Tiro al negro y a la blanca

"Si cualquier barco de guerra de España se encuentra con una patera en una situación en donde la vida de los que están en ella está en peligro, su obligación de todo tipo, legal y moral es rescatarlos. Y eso es lo que se haría". Es la respuesta del jefe del Estado Mayor de las fuerzas navales, almirante López Calderón en 2020 a Casado y Abascal, que pedían lo mismo que Tellado ahora.

Tellado cada vez se asemeja más a Ayuso, un cabeza hueca al que pagan para decir cualquier barrabasada que le dicten.

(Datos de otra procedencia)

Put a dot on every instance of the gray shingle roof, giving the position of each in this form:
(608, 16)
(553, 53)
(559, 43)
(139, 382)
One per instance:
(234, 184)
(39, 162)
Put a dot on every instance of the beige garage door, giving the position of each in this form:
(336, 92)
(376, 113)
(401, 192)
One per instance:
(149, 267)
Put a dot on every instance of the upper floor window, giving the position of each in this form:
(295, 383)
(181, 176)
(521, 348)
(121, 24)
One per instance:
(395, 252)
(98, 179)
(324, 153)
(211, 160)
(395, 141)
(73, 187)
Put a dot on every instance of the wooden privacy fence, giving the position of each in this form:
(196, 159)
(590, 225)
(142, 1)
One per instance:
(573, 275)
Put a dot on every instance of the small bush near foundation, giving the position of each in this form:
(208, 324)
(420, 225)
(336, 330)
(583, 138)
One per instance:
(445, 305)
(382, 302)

Lo que propone, controlar los puertos de partida para impedir que salgan los cayucos, es sitiar un puerto extranjero, no dice si previa declaración de guerra o por las bravas, sin tener en cuenta que hablamos de cayucos, que salen de cualquier sitio, que no son una línea regular, eso o ¿bombardearlos en altamar? Tellado sabe que sus palabras no tienen ningún sentido, pero también que van a prender en quienes se alimentan de barbaridades para criticar al gobierno.

Mientras, Feijóo dice que el Gobierno trae a los menas en aviones y los abandona en paradas de autobús, y celebra una entrevista en un podcast de un tío que tacha de "socio parásito y medio mafiosete" a Hacienda y anima a las rentas altas a abandonar España. Es puro esperpento, como lo son las palabras de Tellado cuando acusa a Begoña Gómez de "alargar la agonía" e "intentar obstruir la acción de los que investigan" por la suspensión de su comparecencia, cuando ella es la víctima.

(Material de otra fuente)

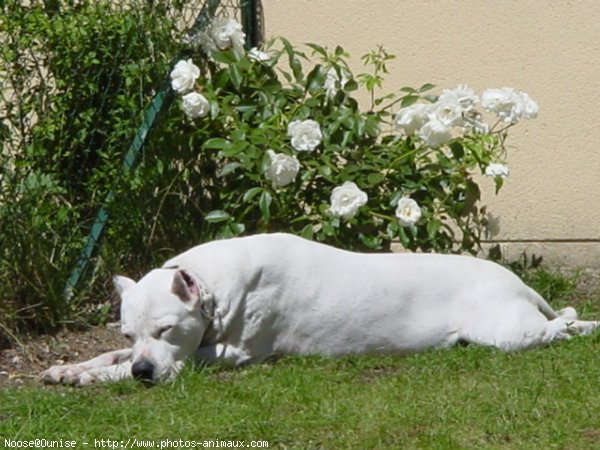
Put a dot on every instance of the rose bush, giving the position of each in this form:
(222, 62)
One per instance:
(284, 147)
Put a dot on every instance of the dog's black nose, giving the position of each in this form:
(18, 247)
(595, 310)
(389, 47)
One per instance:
(143, 370)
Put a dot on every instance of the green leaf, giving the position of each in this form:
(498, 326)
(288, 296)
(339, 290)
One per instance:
(375, 178)
(251, 193)
(235, 75)
(217, 216)
(433, 227)
(216, 143)
(228, 168)
(409, 100)
(265, 205)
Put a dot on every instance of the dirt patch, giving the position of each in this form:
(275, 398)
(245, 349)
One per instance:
(22, 363)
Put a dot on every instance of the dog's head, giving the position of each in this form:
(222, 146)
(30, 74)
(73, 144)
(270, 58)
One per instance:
(165, 316)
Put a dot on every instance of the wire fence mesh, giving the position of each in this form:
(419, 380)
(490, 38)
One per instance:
(82, 83)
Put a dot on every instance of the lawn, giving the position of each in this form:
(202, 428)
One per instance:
(467, 397)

La mujer del presidente, citada a declarar con antelación suficiente para influir en las distintas elecciones celebradas estos meses, solicitó unos días antes de la comparecencia saber de que se le acusa, sin tener por parte del juez más respuesta que la de que se investiga todo lo que ha hecho desde que Sánchez llegó a la Moncloa y por si fuera poco una investigación prospectiva prohibida en el ordenamiento jurídico español, en el momento de la comparecencia le comunica una nueva acusación que se "había traspapelado", pidiendo a su abogado que saliera al pasillo a leerla antes de la declaración, a lo que lógicamente se negó, produciéndose la suspensión de la comparecencia y una nueva cita quince días más tarde. Ante la inconsistencia de los cargos, se intenta exprimir el caso y alargar el acoso.

Las declaraciones de Tellado y su coro de turiferarios, cuando apenas se había producido la suspensión, parecen demostrarlo. Son quince días más de penas de telediario, de insultos, de calumnias, de medios llenos de viñetas, artículos y opiniones sin base, en contra de Sánchez y Begoña; es un caso de utilización de la justicia e indefensión, de libro. Se asemeja el Partido Popular a ese equipo que jugándose la permanencia, saca toda su artillería cuando faltan unos minutos para terminar el partido que va perdiendo y manda al portero a rematar un córner, solo que los populares van al remate con todo el banquillo, el entrenador y el equipo arbitral, VAR incluido. Es ilegal, pero controlan la sala segunda de la Federación Suprema y el Consejo General de Árbitros, y pueden permitírselo.